Auch Maria Noichl hat den "Pipifax"-Satz auf Twitter kommentiert. Sie stehe auf der Seite der Frauen, "die Opfer wurden", schrieb die Europaabgeordnete, die als AsF-Bundesvorsitzende oberste Fürsprecherin der Frauen in der SPD ist. Wer bei ihr nachhakt, bekommt zunächst einmal eine Klarstellung zu hören: Sie kenne keine Details im Fall Taşdelen. Ihr gehe es ganz allgemein um "das Prinzip des Opferschutzes". Für Noichl bedeutet das: "Wenn Frauen sagen, hier war etwas übergriffig, dann darf nicht die erste Reaktion sein: Spinnt die schon wieder? Sondern die erste Reaktion muss sein, sich dem Opfer zuzuwenden und auf der anderen Seite zu fragen: Überleg dir, ob du etwas falsch gemacht hast!"

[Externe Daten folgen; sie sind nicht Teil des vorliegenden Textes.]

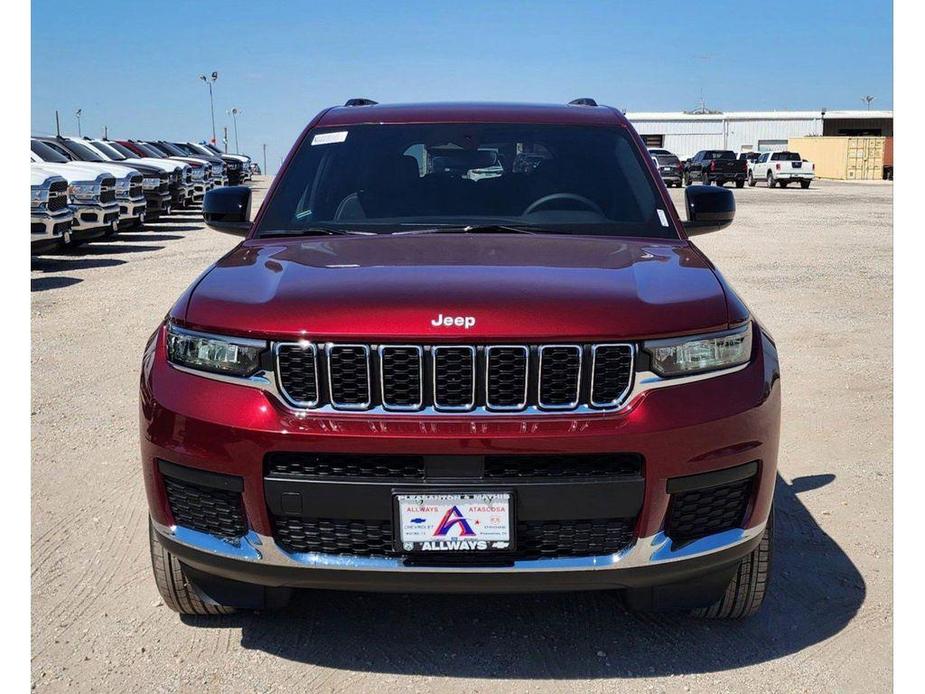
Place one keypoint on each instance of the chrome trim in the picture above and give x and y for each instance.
(523, 403)
(539, 380)
(473, 355)
(653, 550)
(369, 378)
(402, 408)
(629, 385)
(279, 377)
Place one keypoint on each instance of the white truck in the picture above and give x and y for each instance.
(781, 169)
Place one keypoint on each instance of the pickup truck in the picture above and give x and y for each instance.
(781, 169)
(715, 166)
(51, 216)
(404, 379)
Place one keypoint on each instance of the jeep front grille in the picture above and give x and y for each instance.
(454, 378)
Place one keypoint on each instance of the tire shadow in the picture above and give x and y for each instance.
(815, 592)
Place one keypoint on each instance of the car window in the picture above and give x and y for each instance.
(385, 178)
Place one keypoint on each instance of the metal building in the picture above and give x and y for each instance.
(685, 134)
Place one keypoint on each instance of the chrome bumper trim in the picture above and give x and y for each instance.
(647, 551)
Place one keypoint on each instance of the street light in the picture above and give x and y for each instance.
(209, 82)
(234, 117)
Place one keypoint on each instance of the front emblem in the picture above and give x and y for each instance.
(453, 321)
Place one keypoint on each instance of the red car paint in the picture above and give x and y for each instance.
(523, 288)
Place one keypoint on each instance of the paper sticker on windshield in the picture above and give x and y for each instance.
(329, 138)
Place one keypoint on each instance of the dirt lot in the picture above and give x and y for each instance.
(815, 265)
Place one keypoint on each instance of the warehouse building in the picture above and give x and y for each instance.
(685, 134)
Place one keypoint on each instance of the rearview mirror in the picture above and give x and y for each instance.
(228, 209)
(709, 208)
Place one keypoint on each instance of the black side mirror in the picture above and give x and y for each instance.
(709, 208)
(228, 209)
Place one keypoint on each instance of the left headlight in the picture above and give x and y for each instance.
(235, 356)
(686, 355)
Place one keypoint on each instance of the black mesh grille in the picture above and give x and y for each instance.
(612, 373)
(454, 377)
(401, 376)
(535, 539)
(507, 376)
(214, 511)
(560, 371)
(702, 512)
(327, 465)
(298, 372)
(605, 465)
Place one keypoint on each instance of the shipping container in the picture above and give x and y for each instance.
(843, 158)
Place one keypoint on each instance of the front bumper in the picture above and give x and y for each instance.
(691, 429)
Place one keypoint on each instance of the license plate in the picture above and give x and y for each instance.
(457, 522)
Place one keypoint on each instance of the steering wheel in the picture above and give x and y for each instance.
(545, 200)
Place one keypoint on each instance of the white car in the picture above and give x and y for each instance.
(781, 169)
(51, 216)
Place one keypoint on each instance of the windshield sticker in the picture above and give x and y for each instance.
(329, 138)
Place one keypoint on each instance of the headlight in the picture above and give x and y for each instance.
(236, 356)
(39, 196)
(83, 190)
(683, 356)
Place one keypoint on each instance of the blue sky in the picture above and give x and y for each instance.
(134, 66)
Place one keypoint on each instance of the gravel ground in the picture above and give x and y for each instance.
(815, 265)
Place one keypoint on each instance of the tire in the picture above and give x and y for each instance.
(175, 589)
(748, 587)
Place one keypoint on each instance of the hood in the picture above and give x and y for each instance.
(515, 287)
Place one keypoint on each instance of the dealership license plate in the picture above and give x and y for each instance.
(457, 522)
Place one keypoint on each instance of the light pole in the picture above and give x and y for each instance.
(234, 117)
(209, 81)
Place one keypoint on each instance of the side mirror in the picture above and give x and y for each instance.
(228, 209)
(709, 208)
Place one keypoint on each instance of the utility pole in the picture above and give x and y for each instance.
(210, 81)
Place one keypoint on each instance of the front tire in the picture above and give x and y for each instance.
(746, 591)
(175, 588)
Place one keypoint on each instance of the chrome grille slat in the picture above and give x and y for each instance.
(448, 379)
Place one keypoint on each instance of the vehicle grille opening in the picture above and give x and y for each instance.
(700, 512)
(348, 369)
(507, 377)
(560, 375)
(454, 378)
(215, 511)
(401, 377)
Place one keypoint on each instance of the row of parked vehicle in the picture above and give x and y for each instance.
(721, 166)
(88, 188)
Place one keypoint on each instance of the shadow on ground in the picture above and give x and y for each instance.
(816, 591)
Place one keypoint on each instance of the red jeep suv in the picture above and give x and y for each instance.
(462, 348)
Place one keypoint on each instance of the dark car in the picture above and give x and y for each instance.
(718, 166)
(408, 379)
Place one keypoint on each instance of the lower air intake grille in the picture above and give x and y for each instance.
(701, 512)
(214, 511)
(535, 539)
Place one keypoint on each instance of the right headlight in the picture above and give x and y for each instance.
(692, 355)
(235, 356)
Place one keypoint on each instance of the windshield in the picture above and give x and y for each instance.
(47, 154)
(386, 178)
(109, 151)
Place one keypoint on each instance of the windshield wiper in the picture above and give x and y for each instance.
(316, 231)
(470, 229)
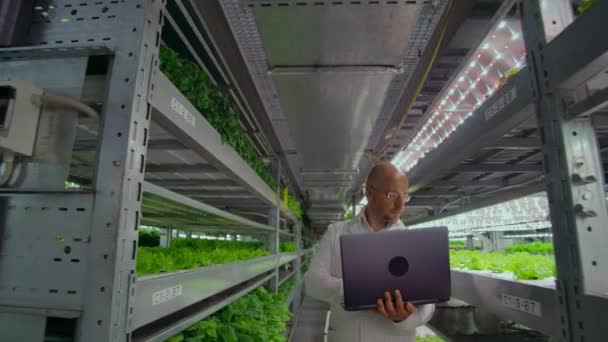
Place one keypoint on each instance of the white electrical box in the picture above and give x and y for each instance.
(18, 116)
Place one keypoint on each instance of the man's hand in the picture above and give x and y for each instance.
(397, 312)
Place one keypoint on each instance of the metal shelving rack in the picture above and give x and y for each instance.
(151, 159)
(563, 54)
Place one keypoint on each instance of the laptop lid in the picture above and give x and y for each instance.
(417, 262)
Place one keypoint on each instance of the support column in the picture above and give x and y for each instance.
(574, 176)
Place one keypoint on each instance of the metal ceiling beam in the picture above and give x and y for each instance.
(486, 167)
(464, 183)
(83, 145)
(193, 182)
(476, 132)
(181, 168)
(437, 193)
(511, 143)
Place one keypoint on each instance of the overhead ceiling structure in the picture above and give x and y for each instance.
(326, 70)
(347, 83)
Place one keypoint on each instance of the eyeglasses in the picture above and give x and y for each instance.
(405, 197)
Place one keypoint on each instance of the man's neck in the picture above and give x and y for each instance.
(375, 223)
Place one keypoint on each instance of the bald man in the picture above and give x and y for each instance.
(386, 190)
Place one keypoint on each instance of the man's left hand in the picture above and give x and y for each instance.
(397, 312)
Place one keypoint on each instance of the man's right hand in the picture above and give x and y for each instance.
(397, 312)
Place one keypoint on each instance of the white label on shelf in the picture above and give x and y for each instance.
(167, 294)
(182, 111)
(502, 102)
(521, 304)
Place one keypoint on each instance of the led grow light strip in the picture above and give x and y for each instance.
(469, 89)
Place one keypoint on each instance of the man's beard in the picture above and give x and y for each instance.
(389, 220)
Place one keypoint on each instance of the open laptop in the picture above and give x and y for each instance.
(416, 262)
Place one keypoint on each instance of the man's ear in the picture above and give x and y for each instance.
(368, 193)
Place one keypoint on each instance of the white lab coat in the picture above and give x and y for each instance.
(324, 282)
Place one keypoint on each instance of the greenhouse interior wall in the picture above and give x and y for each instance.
(168, 167)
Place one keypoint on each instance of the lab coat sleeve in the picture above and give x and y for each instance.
(319, 282)
(421, 316)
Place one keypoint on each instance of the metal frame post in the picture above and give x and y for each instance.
(110, 277)
(298, 296)
(274, 220)
(575, 185)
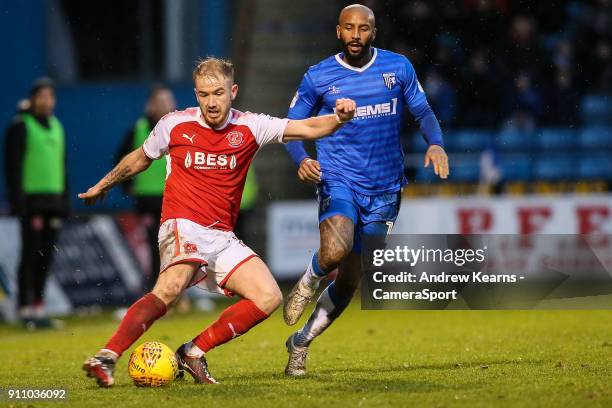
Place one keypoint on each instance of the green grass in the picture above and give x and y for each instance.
(367, 358)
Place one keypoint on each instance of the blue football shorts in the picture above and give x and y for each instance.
(372, 215)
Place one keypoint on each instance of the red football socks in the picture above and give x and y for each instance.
(234, 321)
(139, 317)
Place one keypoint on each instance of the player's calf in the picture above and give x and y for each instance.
(296, 365)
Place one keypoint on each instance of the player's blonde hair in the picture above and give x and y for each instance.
(212, 67)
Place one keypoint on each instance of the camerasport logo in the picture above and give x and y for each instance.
(210, 161)
(235, 138)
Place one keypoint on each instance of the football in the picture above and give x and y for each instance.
(152, 364)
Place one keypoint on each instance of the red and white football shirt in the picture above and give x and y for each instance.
(206, 167)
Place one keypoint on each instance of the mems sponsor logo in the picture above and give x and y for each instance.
(377, 110)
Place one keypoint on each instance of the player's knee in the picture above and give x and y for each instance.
(269, 300)
(330, 257)
(168, 292)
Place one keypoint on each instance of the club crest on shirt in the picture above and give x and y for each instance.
(389, 78)
(235, 138)
(294, 100)
(190, 248)
(333, 90)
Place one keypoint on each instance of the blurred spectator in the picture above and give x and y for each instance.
(524, 100)
(147, 188)
(562, 101)
(35, 159)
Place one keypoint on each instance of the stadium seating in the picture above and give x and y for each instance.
(596, 137)
(514, 139)
(546, 154)
(595, 166)
(516, 167)
(561, 139)
(468, 140)
(596, 109)
(555, 166)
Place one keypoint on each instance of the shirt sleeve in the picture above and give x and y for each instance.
(415, 99)
(156, 145)
(306, 101)
(267, 129)
(414, 95)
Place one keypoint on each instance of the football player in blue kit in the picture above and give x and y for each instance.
(359, 170)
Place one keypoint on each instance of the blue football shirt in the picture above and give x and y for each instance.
(365, 153)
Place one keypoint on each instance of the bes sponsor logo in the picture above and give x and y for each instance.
(210, 161)
(377, 110)
(235, 138)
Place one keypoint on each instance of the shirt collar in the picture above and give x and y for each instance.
(352, 68)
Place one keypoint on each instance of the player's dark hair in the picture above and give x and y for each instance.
(211, 66)
(155, 89)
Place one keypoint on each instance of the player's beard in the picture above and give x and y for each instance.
(363, 54)
(216, 120)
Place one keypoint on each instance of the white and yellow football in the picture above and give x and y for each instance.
(152, 364)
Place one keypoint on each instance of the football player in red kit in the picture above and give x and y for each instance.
(208, 150)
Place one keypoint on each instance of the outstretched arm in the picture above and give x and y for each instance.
(132, 164)
(320, 126)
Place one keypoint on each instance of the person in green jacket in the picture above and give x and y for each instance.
(35, 160)
(147, 188)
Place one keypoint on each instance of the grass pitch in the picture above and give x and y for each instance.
(367, 358)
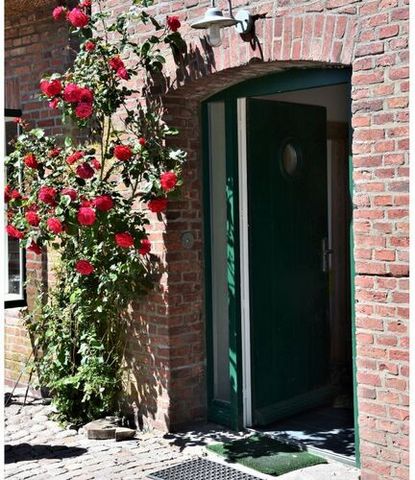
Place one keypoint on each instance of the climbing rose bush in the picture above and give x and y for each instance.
(90, 197)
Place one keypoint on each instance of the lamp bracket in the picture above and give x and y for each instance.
(245, 21)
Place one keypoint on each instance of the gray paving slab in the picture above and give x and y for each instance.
(37, 447)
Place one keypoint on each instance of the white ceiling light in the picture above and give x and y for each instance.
(214, 21)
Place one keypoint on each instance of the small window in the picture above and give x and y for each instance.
(290, 159)
(15, 294)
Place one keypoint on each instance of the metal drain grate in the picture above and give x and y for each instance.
(200, 469)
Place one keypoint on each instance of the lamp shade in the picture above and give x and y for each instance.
(214, 17)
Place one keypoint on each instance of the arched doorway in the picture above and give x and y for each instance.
(278, 289)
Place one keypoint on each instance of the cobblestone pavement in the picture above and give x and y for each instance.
(38, 448)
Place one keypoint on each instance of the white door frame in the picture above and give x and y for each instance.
(244, 264)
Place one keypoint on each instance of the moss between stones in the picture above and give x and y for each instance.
(266, 455)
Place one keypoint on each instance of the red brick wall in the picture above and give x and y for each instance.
(372, 38)
(34, 45)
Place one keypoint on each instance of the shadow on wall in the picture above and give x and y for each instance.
(146, 375)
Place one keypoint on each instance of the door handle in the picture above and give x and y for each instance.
(325, 252)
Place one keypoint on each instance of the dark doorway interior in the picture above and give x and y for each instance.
(330, 427)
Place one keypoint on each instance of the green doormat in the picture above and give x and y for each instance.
(266, 455)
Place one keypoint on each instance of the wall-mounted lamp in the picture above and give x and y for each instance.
(214, 20)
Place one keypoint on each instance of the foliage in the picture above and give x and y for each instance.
(88, 197)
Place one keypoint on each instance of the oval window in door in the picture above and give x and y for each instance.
(290, 159)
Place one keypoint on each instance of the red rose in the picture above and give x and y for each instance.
(32, 218)
(116, 63)
(51, 88)
(74, 157)
(86, 95)
(145, 247)
(124, 240)
(168, 181)
(30, 161)
(16, 195)
(47, 195)
(103, 203)
(83, 110)
(157, 205)
(173, 23)
(34, 247)
(10, 194)
(86, 216)
(85, 4)
(123, 152)
(85, 171)
(89, 46)
(14, 232)
(54, 225)
(71, 192)
(54, 103)
(72, 93)
(122, 73)
(77, 18)
(54, 152)
(97, 165)
(58, 13)
(84, 267)
(86, 203)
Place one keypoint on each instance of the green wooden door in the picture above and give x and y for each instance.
(287, 198)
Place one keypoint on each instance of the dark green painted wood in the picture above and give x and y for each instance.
(289, 290)
(235, 347)
(290, 80)
(295, 79)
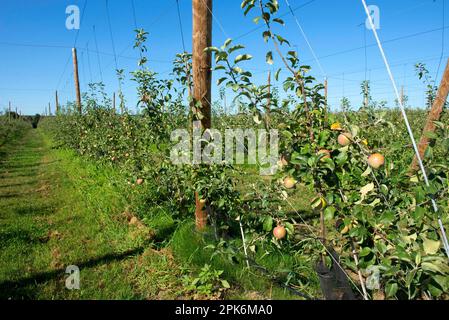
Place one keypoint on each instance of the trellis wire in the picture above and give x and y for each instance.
(409, 129)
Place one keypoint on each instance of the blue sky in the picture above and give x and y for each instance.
(35, 45)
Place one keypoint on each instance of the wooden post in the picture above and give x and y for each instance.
(325, 100)
(202, 78)
(434, 115)
(365, 98)
(325, 91)
(268, 111)
(57, 102)
(201, 61)
(402, 96)
(77, 80)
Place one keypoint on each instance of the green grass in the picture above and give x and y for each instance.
(58, 210)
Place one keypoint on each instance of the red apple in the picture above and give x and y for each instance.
(279, 232)
(376, 160)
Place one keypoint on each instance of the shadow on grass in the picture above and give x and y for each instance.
(25, 288)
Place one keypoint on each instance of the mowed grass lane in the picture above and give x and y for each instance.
(57, 210)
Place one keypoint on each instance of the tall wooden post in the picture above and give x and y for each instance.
(202, 61)
(434, 115)
(113, 102)
(77, 80)
(268, 111)
(202, 77)
(57, 102)
(402, 95)
(326, 105)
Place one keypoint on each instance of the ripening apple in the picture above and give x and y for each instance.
(327, 154)
(376, 160)
(344, 139)
(284, 160)
(289, 182)
(279, 232)
(336, 126)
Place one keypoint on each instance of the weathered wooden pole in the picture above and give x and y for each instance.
(326, 105)
(57, 102)
(434, 115)
(202, 78)
(402, 95)
(77, 80)
(365, 98)
(202, 61)
(268, 111)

Fakten müssten auf den Tisch gelegt werden, sagt Brunn

Im Fall Taşdelen nimmt Noichl nun die SPD-Landesvorsitzenden Brunn und Endres in die Pflicht: "Ich erwarte, dass die Parteispitze hier tätig wird und hier Aufklärung kommt." Was auch Noichl offenkundig ärgert: Dass Brunn und Endres den Juso-Beschluss gegen Taşdelen nicht offen in der Partei kommuniziert haben, obwohl sie ja seit September davon wussten, also seit drei Monaten. Noichl fordert eine Präsidiumssitzung zum Fall Taşdelen, und zwar so schnell wie möglich. Brunn und Endres müssten dringend dafür sorgen, dass die Vorwürfe gegen den Generalsekretär "auf den Tisch" kommen. "Ich bin Mitglied im Parteivorstand in Bayern und ich kann nur sagen: Bisher weiß ich nichts", so Noichl.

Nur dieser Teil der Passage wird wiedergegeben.